Shalanda Young, the acting Director of the Office of Management and Budget, wrote a blog post urging Congress to pass a continuing resolution (CR) to provide lawmakers leeway to pass an annual budget after September 30, the last day of the fiscal year.
Young said that in addition to funding critical public services to avoid “severe disruptions,” Congress should appropriate $6.4 billion to help screen and resettle Afghans who assisted U.S. forces and were evacuated from Afghanistan amid the rise of the Taliban.
An administration official said those funds include $2.4 billion to fund the bases where Afghans are being screened, $1.3 billion for resettlement operations, $1.7 billion for refugee benefits and services and $193 million to accelerate the application process for permanent resident status.
Young also called for at least $14 billion in natural disaster assistance covering storms, fires and other disasters over the last 18 months – including Hurricanes Laura and Delta – estimating that damage from Hurricane Ida will require at least an additional $10 billion in relief.
“Climate change is producing more severe natural disasters like storms and wildfires,” an administration official said of the need for additional disaster relief in a press call.

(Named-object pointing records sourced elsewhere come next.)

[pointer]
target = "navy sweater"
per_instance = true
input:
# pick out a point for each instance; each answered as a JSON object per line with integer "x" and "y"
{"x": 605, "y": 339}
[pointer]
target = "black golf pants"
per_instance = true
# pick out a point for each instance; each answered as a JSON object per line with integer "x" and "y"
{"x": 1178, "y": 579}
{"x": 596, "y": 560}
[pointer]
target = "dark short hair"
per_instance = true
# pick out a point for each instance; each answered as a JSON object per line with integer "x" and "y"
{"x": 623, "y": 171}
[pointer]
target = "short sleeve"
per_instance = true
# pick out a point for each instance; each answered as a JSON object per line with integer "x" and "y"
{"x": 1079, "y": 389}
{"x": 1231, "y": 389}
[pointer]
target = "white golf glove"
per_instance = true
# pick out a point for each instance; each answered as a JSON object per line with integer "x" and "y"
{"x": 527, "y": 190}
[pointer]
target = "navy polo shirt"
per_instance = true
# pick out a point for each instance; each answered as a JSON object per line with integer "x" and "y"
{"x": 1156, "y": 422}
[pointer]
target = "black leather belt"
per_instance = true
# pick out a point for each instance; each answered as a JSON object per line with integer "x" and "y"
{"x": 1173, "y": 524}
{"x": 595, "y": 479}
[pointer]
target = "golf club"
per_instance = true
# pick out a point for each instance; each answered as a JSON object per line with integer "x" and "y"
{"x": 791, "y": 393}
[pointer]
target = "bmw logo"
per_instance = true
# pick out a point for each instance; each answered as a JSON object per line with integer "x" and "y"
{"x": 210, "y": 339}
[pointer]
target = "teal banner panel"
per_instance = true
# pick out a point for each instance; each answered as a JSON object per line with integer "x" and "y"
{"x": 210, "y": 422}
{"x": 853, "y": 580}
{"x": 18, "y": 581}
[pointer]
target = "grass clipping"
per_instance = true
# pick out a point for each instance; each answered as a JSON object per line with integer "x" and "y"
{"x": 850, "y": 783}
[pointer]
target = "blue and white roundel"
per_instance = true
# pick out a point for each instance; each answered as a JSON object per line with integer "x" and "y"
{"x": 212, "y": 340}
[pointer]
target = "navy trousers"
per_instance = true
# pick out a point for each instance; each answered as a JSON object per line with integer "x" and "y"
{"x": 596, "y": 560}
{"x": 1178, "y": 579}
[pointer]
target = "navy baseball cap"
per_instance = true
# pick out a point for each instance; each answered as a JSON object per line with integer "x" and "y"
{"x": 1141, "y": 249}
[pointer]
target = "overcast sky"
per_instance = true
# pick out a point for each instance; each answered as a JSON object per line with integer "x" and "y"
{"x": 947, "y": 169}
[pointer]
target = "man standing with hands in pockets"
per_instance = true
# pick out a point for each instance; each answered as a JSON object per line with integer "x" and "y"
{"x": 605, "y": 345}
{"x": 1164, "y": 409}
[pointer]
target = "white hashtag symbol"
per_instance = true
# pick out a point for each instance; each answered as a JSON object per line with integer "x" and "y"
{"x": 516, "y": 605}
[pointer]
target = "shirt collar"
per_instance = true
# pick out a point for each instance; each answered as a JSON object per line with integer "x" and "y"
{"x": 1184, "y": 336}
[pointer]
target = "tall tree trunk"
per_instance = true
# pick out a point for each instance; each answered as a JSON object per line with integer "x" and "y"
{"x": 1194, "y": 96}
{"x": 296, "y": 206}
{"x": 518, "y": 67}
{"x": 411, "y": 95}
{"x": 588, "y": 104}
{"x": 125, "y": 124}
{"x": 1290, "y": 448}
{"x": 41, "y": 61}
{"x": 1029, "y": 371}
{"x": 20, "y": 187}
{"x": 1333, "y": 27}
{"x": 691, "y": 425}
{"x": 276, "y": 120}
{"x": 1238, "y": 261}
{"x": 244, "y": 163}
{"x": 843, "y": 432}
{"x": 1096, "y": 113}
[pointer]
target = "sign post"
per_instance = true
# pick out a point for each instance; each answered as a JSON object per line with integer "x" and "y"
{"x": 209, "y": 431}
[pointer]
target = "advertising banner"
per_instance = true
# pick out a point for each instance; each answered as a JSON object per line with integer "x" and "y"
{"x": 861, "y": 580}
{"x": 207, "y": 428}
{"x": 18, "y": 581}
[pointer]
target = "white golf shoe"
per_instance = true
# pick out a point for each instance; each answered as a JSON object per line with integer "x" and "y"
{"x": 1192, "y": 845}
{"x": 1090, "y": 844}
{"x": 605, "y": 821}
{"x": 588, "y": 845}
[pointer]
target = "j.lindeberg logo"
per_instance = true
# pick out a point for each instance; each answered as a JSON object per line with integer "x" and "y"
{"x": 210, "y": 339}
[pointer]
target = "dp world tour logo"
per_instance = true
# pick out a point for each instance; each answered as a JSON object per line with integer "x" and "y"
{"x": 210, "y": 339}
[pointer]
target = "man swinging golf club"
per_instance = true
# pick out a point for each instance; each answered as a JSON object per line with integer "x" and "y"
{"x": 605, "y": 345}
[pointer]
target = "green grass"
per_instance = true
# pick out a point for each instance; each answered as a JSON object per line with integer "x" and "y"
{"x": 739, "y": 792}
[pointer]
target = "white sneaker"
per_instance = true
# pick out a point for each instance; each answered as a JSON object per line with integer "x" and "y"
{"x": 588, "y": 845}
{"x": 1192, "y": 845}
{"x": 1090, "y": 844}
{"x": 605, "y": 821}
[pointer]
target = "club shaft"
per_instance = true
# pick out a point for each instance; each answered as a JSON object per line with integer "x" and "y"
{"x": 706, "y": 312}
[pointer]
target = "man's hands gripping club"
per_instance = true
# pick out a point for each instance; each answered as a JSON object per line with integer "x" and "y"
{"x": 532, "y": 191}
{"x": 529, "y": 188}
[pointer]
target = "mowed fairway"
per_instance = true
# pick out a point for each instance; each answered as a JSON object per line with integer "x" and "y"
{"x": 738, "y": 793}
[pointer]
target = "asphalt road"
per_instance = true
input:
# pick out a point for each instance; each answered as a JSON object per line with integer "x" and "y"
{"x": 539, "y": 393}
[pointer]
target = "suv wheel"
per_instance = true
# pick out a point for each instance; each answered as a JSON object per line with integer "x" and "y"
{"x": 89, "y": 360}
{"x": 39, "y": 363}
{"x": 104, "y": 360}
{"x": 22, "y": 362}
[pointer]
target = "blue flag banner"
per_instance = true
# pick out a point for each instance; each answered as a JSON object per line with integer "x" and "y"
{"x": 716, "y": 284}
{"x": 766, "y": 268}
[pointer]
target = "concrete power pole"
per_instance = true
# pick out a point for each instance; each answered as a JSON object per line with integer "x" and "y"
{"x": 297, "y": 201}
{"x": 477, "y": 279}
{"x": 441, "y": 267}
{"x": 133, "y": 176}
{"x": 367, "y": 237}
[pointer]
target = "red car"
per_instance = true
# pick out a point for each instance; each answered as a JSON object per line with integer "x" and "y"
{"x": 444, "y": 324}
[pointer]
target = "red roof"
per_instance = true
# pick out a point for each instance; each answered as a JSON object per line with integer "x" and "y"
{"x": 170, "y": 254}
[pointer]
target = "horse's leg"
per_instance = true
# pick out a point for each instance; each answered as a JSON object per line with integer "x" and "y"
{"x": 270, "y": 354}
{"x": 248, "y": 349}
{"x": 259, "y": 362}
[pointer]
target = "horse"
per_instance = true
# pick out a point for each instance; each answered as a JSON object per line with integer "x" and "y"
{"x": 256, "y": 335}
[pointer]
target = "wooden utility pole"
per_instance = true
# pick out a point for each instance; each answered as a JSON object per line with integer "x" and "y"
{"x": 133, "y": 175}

Another official added, “Red and blue states are having to respond to more frequent and intense disasters, and more extreme ones more frequently.”
65,000. That’s roughly the number of vulnerable Afghans are expected to arrive in the U.S. by the end of September, with an additional 30,000 expected over the next 12 months, an official said. The official added that those numbers are in addition to refugees that will arrive as part of the U.S. refugee cap.